La soledad es un concepto poliédrico, puede tener diferentes miradas, pero nos cuesta atrapar lo que palpita en su interior, porque la soledad, en esencia, es una experiencia de aislamiento, que puede ser objetivo o subjetivo, metafísico o comunicativo, existencial o social, y que, en cualquiera de los casos, se acompaña de gran malestar emocional, al que contribuye notablemente la discrepancia cognitiva entre las relaciones que una persona tiene y las que esperaba tener. La soledad no es algo que surja exclusivamente desde nuestro interior. Como ocurre con otros fenómenos como la depresión, factores externos que escapan a nuestro control la suelen producir. No obstante, la soledad también tiene mucho que ver con uno mismo y con el sentido y significado que le damos a la vida.
¿Qué hacer ante la soledad?
Soledad, aislamiento social, vivir solo, sentirse solo o estar solo son expresiones empleadas a menudo de forma intercambiable, por lo que «hacer compañía» no siempre o no en todas las circunstancias es la acción más adecuada para evitar sentimientos como los de vergüenza o los de dependencia que aparecen cuando tratamos de expresar la soledad.

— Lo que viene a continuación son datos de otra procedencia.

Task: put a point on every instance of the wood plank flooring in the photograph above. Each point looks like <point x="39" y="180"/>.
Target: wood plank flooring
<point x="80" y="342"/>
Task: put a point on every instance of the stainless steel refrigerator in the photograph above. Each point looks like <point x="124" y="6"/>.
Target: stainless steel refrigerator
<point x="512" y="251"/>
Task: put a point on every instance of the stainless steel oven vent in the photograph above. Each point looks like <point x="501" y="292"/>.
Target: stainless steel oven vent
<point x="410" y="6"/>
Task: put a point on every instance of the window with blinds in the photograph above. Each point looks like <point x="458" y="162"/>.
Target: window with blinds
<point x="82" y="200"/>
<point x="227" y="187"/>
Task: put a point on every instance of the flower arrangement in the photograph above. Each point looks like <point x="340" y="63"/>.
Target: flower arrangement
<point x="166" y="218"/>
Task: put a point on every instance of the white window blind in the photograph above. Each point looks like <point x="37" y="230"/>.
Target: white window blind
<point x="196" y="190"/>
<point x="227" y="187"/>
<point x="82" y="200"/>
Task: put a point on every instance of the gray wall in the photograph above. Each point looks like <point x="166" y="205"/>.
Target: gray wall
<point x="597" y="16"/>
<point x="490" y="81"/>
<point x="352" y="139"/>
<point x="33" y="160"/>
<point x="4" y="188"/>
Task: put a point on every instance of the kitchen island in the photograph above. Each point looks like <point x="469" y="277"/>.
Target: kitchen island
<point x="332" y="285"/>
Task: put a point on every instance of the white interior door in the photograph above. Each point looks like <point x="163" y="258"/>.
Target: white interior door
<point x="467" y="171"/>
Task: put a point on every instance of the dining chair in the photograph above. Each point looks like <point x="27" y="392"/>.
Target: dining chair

La soledad es un fenómeno multidimensional que puede variar entre personas y situaciones, según los distintos factores implicados, subjetivos y objetivos. La eficacia de la implementación de una intervención en soledad depende de la habilidad para identificar a las personas que están solas o aisladas, o en riesgo de estarlo, por ejemplo, por ser personas viudas o cuidadoras no formales, por vivir solas o por estar institucionalizadas. Esto nos lleva a considerar la intervención en soledad como algo que debe ser, en la medida de lo posible, gestionado por las propias personas mayores, confiar en ellas, aportándoles, en su caso, recursos que las capaciten.
Llevamos años realizando intervenciones para reducir la soledad y el aislamiento social en las personas mayores, algunas con mejor éxito que otras. En cualquier caso, en la actualidad esta es una preocupación cada vez más exigente (será porque todos somos cada vez más viejos), poniendo el interés sobre aquellas que han mostrado mejor adaptación a las condiciones en que viven las personas mayores, con mayor apoyo de actividades de apoyo y educativas.
Al planificar intervenciones para reducir la soledad y el aislamiento de los adultos mayores, es esencial ofrecerles actividades preferentemente grupales que, además de ocupar su tiempo, les hagan sentirse útiles y valorados por la familia y por la sociedad. Es importante que esas actividades les generen sentido y propósito en sus vidas a través de tareas sencillas, como algunas actividades de la vida diaria.
Vivir más años es ya una realidad, lo realmente importante es que esos años estén llenos de una vida mejor y que, en consecuencia, valga la pena vivir más, en nuestro presente, en nuestro contexto, teniendo claro que cualquier otro cielo puede esperar.